Single by Stevie B

from the album Party Your Body
- Released: July 9, 1988
- Genre: Freestyle
- Length: 4:56
- Label: LMR Records
- Songwriter: Stevie B
- Producers: Stevie B, Tolga Katas

Stevie B singles chronology
| "Dreamin' of Love" (1988) | "Spring Love" (1988) | "I Wanna Be the One" (1988) |

= Spring Love (Come Back to Me) =

"Spring Love", also known as "Spring Love (Come Back to Me)", is the third single from freestyle singer Stevie B's debut album Party Your Body, released in 1988. The song achieved a higher chart placement compared to Stevie B's previous single, almost reaching the Top 40 of the Billboard Hot 100 (peaking at No. 43) and paving the way for his top 40 breakthrough the following year with the similar-sounding "I Wanna Be the One". "Spring Love" also became Stevie B's first top ten hit on the Dance charts, peaking at number 5, and it remains one of his most popular songs.
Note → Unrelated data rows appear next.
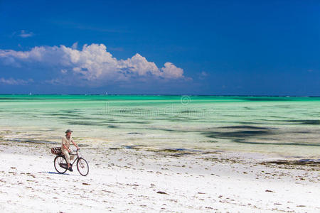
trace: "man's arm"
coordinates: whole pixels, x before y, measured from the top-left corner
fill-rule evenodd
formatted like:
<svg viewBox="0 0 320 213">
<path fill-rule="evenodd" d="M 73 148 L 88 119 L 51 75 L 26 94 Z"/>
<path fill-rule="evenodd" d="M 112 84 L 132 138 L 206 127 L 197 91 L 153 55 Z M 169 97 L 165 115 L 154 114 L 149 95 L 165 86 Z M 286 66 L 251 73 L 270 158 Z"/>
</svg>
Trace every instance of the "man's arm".
<svg viewBox="0 0 320 213">
<path fill-rule="evenodd" d="M 63 144 L 63 147 L 68 151 L 68 153 L 70 153 L 70 152 L 71 151 L 70 150 L 69 150 L 69 149 L 65 146 L 65 144 Z"/>
</svg>

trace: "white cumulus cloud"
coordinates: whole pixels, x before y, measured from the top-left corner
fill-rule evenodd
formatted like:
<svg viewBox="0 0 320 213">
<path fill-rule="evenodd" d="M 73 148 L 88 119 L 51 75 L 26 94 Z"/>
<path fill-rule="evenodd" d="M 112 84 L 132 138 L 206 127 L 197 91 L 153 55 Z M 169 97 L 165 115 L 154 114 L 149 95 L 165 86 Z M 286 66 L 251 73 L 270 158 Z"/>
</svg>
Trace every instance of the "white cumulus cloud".
<svg viewBox="0 0 320 213">
<path fill-rule="evenodd" d="M 57 72 L 60 75 L 68 72 L 91 82 L 126 81 L 137 77 L 188 79 L 183 75 L 183 69 L 171 62 L 159 68 L 138 53 L 126 60 L 118 60 L 103 44 L 85 45 L 81 50 L 78 50 L 77 45 L 39 46 L 29 51 L 0 50 L 0 60 L 7 65 L 41 63 L 52 69 L 58 67 Z"/>
</svg>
In 2007, Stevie B re-recorded the song with rapper Pitbull, which was included on the album The Terminator.

==Track listings==
- 7" single - Spain

- 7" single - United States

- CD maxi-single - West Germany

| No. | Title | Length |
|---|---|---|
| 1. | "Spring Love" |  |
| 2. | "I Need You" |  |

| No. | Title | Length |
|---|---|---|
| 1. | "Spring Love (Come Back to Me)" (Short Version) | 3:48 |
| 2. | "Spring Love (Come Back to Me)" (Long Version) | 4:56 |

| No. | Title | Length |
|---|---|---|
| 1. | "Spring Love (Come Back to Me)" (Radio Mix) | 4:56 |
| 2. | Untitled (Club Mix) | 5:56 |
| 3. | "Spring Love (Come Back to Me)" (Dub) | 6:18 |
| 4. | Untitled (Short Version) | 3:48 |
| 5. | Untitled (Per Capella & Bonus Beats) | 3:22 |

==Charts==

| Chart (1988) | Peak position |
|---|---|
| US Billboard Hot 100 | 43 |
| US Hot Dance Music/Club Play | 5 |
| US Hot Dance Music/Maxi-Singles Sales | 2 |

==Covers==
- In 1995, the singer Abdullah released his version on the album Depende de Nós.
- In 1998, the singer Captain G.Q. released his version on the album Planet Freestyle ∙ Volume 3.
- In 2003, the singer Huey Dunbar launched his version (in Spanish and English) on the album Music for My Peoples.
- In 2008, the singer Latino released his version, which contains the participation of Stevie B in the album Junto e Misturado.
- In 2014, the singer Nobel Pryze released his version produced by Mastakriz LaGuira (Alternative Merengue).

==Impact on popular culture==
- In 2003, Brazilian funk singer MC Fornalha released the single "Paga Spring Love", inspired by the song by Stevie B.
- In 2024, Fat Joe released the single "Paradise" feat. Anitta (singer) & DJ Khaled, who samples the song by Stevie B.